I cried on my way to work today.  I don’t know why, except to say that I felt her loss deeply.  I ignore it a lot mostly because I’m busy.  I chase away the “why” questions knowing that there are no answers, much as I would try to ignore an errant child who constantly questions the reasons for a request to behave.  The weather changing makes me sad. 
The leaves changing colors and blowing across the street fly like butterflies in a flittering and fluttering manner, erratically skittering by, but again they are not butterflies.  They made me think of butterflies dying, a thought that made my throat tighten.  Isn’t enough that my Gabbie is gone, but I need to think of butterflies leaving too?  So I researched butterflies, with all the time I don’t have.  I knew of the monarchs that fly to warmer parts each fall, but not all butterflies leave or die, at least not just because there’s winter.  Some sleep all winter, as butterflies, as an egg, as caterpillars, as pupa and then in the spring they’ll awake to fly again.  One website even claimed, that occasionally, on a bright, warm, sunny, winter day a butterfly, such as the Dark Cloaked Mourning Butterfly, may confuse the weather with a spring day and come out of hibernation to fly heavily in the sunlight.   I wish I could see a butterfly in the midst of a winter warm streak.

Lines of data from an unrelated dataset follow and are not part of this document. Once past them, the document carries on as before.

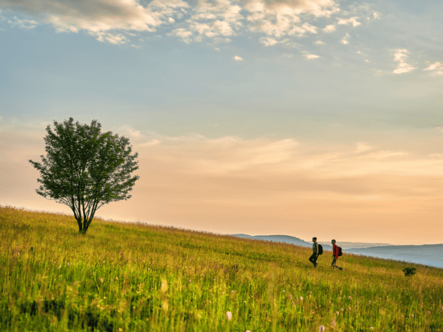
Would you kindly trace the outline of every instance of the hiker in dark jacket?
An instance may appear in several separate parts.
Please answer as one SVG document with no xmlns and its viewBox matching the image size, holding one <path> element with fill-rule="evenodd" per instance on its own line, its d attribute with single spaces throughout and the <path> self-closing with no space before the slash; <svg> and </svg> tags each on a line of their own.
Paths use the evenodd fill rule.
<svg viewBox="0 0 443 332">
<path fill-rule="evenodd" d="M 318 243 L 317 243 L 317 238 L 313 237 L 312 242 L 312 255 L 309 257 L 309 261 L 314 264 L 314 267 L 316 268 L 318 265 L 317 263 L 317 257 L 318 257 Z"/>
<path fill-rule="evenodd" d="M 343 270 L 343 268 L 340 268 L 336 265 L 336 262 L 337 259 L 338 259 L 338 246 L 335 244 L 335 240 L 332 240 L 332 257 L 334 259 L 332 259 L 332 267 L 337 268 L 339 270 Z"/>
</svg>

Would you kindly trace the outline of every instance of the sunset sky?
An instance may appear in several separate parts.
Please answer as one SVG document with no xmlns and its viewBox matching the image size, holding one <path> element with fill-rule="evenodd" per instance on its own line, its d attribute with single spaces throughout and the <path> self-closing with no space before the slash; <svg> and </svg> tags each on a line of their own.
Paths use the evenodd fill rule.
<svg viewBox="0 0 443 332">
<path fill-rule="evenodd" d="M 442 243 L 442 15 L 426 0 L 0 0 L 0 204 L 72 214 L 28 162 L 72 117 L 138 154 L 132 197 L 98 216 Z"/>
</svg>

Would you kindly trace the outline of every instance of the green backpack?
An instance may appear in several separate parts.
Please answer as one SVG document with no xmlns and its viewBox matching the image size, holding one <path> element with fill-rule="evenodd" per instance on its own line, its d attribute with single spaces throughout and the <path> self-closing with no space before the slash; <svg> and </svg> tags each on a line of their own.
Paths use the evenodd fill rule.
<svg viewBox="0 0 443 332">
<path fill-rule="evenodd" d="M 321 244 L 318 245 L 318 255 L 321 255 L 323 253 L 323 247 L 321 246 Z"/>
</svg>

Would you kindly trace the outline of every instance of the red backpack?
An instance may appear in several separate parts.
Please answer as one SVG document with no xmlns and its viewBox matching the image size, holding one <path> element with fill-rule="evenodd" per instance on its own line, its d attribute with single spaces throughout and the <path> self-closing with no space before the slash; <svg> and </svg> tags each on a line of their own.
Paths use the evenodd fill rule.
<svg viewBox="0 0 443 332">
<path fill-rule="evenodd" d="M 343 253 L 341 252 L 341 247 L 337 246 L 337 248 L 338 249 L 338 256 L 341 256 Z"/>
</svg>

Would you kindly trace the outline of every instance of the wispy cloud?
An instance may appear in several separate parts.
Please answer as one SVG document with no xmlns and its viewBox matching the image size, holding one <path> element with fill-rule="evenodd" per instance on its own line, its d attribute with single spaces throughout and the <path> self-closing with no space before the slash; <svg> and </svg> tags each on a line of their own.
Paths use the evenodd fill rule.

The change in weather makes me sad.  It means holidays are coming, and snow will bluster outside, and butterflies will sleep.  Even the leaves won’t rush by pretending to be butterflies, instead they will be wet and heavy with snow.  I take one day at time mostly, so I haven’t allowed myself to consider the holidays yet; I hate the thought of them.  To pretend they enthuse me for the girls will be hard enough, to lie to myself that I’m looking forward to them would just be stupid.  I am not looking forward to them, to winter, and I think the butterflies have all already gone to sleep.  At least the fall gives me pretend butterflies.  I miss my Gabbie.   Everyday, all day, with every breath.  Forever. 

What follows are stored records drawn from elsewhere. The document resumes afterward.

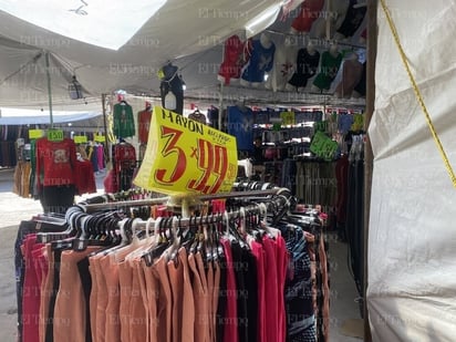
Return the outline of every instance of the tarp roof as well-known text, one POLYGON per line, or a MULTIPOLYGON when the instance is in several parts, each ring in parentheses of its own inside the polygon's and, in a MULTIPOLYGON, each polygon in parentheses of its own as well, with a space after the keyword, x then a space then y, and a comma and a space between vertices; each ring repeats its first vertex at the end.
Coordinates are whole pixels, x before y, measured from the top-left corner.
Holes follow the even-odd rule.
MULTIPOLYGON (((101 118, 99 112, 53 112, 54 124, 72 124, 81 121, 101 118)), ((50 123, 49 111, 1 108, 0 125, 46 125, 50 123)))
MULTIPOLYGON (((456 165, 456 3, 387 0, 449 165, 456 165)), ((379 7, 367 308, 373 341, 455 341, 455 185, 379 7)))
MULTIPOLYGON (((302 1, 286 2, 292 9, 302 1)), ((44 51, 50 53, 56 110, 69 103, 80 110, 92 110, 86 108, 85 102, 100 108, 100 101, 92 99, 118 89, 134 94, 158 94, 156 74, 167 61, 179 60, 179 68, 191 64, 194 70, 186 72, 205 79, 195 70, 196 59, 205 63, 206 56, 207 63, 219 63, 219 45, 227 37, 249 37, 262 31, 276 20, 281 6, 282 1, 274 0, 241 1, 236 6, 229 0, 168 0, 117 51, 60 35, 0 11, 0 105, 46 105, 44 51), (191 58, 204 51, 209 52, 191 58), (84 86, 85 102, 69 101, 66 89, 73 74, 84 86)), ((128 15, 128 7, 125 3, 124 15, 128 15)))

I have two minds: the one that goes on about my day, about my life, waking up each morning, working, making dinner, being a mother to my girls, being a friend to my friends, being a teacher, and wife and sister and daughter; and then there is the one that is stuck in spring, holding a baby who was born still, remembering her sweet face frozen in time, holding my breath waiting for her to breathe, looking for butterflies, and wondering silently what I ever did and knowing that there is no answer for that question because I did nothing, and trying to make peace. 

Sunday, October 7, 2012

Flags for baby angels

The Walk to Remember is today and in Gabbie's memory the flag project flies for the first time.  It's a lot to take in.  My sweet baby will be watching today.  I can feel it.  I love and miss her so much.  It is some heavy responsibility to be the deliverer of such weighted messages as these flags are.  Each flag was cared for as if it were my own message.  I am honored,  saddened, and humbled by the beauty and love in each of their stories.  I am honored to be mediating postmasters to carry these messages with me until I can let the breeze take over.  I am saddened by such heavy losses as these beautiful flags convey.  And I am totally humbled by the amount of love and the beauty of whispering messages of loss and forever love to baby angels.  It is all I can do not to cry. 
I love you my sweet darling Gabbie... I hope you see what we have done together.